The Pieces of You: Understanding Trauma and the Self

This guide is here to help you understand how trauma can affect your sense of self, emotions, and behaviours. Many clients find it hard to put into words what they’ve experienced or why they feel the way they do — this metaphor offers a way to begin making sense of that.

What Is Trauma, Really?

Trauma is a word many of us are now familiar with. It’s part of our mainstream language in a way that would have been unthinkable a generation ago. But what is trauma — and how does it shape who we become?

The Broken Vase: A Metaphor for the Self

Imagine you are a vase. You can be any colour, shape, size, or pattern. The vase is uniquely you.

Now imagine that one day, that vase is knocked off a table or shelf, and it shatters. Depending on the height and force of the fall — and the surface it lands on — it may break into a few large pieces that can be glued back together, or it may smash into tiny fragments that feel impossible to repair. If you’ve ever broken a glass, you’ll know how small shards can show up weeks later in unexpected places.

That vase has suffered a trauma. Just as a broken leg is a physical trauma, your psyche — your mind and spirit — can also break. Depending on the force of the blow and how far you fall, your inner self can be left in scattered pieces.

Big “T” and Small “t” Trauma

Some traumas are clear-cut and widely recognised. These are what we call Big “T” traumas — singular, life-altering events such as natural disasters, violent attacks, or the sudden loss of a loved one. They are obvious breaks in the structure of our lives.

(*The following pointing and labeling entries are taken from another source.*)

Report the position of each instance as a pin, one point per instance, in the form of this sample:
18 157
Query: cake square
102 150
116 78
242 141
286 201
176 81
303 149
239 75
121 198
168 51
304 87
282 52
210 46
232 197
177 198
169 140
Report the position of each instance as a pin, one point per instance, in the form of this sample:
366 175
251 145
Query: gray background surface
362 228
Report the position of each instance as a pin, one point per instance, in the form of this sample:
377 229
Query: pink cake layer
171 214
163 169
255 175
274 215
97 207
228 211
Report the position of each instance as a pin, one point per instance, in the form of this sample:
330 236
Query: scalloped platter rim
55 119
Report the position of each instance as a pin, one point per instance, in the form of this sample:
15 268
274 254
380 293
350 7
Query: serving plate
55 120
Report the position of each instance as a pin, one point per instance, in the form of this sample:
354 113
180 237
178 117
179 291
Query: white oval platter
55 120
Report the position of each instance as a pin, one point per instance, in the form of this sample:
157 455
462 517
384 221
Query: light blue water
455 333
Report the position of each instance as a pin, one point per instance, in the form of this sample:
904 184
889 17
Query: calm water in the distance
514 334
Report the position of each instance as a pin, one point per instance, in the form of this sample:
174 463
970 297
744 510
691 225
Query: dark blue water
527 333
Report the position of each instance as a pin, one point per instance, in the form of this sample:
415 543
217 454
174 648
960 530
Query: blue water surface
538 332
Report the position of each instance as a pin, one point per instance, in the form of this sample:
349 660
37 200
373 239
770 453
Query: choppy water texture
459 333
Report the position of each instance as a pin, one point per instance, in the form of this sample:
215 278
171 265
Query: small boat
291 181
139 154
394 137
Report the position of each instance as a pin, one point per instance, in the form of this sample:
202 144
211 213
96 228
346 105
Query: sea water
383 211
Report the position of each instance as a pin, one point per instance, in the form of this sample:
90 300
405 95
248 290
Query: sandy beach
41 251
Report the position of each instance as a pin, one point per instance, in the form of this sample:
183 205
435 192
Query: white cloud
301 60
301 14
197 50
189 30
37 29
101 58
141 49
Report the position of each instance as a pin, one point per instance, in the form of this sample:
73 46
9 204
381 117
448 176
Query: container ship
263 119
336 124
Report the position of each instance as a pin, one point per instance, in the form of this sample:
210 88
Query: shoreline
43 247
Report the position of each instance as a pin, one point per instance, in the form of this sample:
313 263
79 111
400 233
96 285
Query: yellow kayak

But not all trauma looks like this.

Some are quieter and harder to name. These are small “t” traumas — subtle, chronic experiences that often occur in childhood, before we’re fully conscious of what’s happening. These are the moments that quietly broke us. They often unfold in environments that were meant to be safe and nurturing: family, home, school.

When trauma happens in relationships, it tends to repeat. We don’t always realise it’s harmed us, because we were told it wasn’t a big deal, that we were too sensitive, or — most commonly — it was never spoken about at all. It became the background noise of our everyday lives.

So we suppress the experience, along with the feelings attached to it. Over time, we begin to build a sense of self around the trauma.

Losing Ourselves in the Pieces

Unlike isolated events, relational trauma often happens over and over again. Each time our vase smashes, it breaks into smaller and smaller pieces. Eventually, those pieces become tangled with parts of other people’s vases — parents, siblings, teachers, partners.

When we finally try to put ourselves back together, we may find that some pieces don’t even belong to us. Others may be missing — taken to fix someone else or held back because they were deemed too much, too messy, or too shameful.

Even if we look whole on the outside, we can carry the deep, unsettling feeling that something’s not quite right. That we’re not fully ourselves. That something is missing, out of place, or never truly ours to begin with.

We may feel uncomfortable in our own bodies. Our internal voice becomes relentlessly noisy, self-critical, or confusing.

Trauma Responses Don’t Always Look Like Pain

Trauma doesn’t always present as panic, sadness, or flashbacks. It can show up as:

  • Perfectionism

  • People-pleasing

  • Over-intellectualising

  • Addictions or emotional numbing

  • Avoidance of intimacy

  • Feeling “too much” or never enough

These are not personality flaws — they are adaptive strategies. They are the ways we’ve learned to protect the broken parts of the vase.

The Inner Conflict: “Why Am I Like This?”

You may wonder:

  • Why do I have such determination and control in one area of my life, but feel completely lost in another?

  • Why do I like who I am in some spaces — yet feel ashamed, small, or unworthy in others?

  • Why do I behave in ways that contradict how I truly feel?

This is what trauma does. It fractures our internal world. It creates a push-pull dynamic within us — between our desire for connection and our need to feel safe.

Healing in Relationship

Trauma isn’t just emotional — it reshapes how the brain and nervous system respond to the world. Many of us stay in fight-or-flight mode long after the original experience has passed. Others shut down entirely as a form of protection.

But healing is possible.

When we begin the work of looking closely — of gently examining the pieces — we can start to sort what is truly ours from what was never meant to be carried. This process isn’t about returning to who we were before the break. It’s about becoming something new: whole, resilient, and authentically ourselves.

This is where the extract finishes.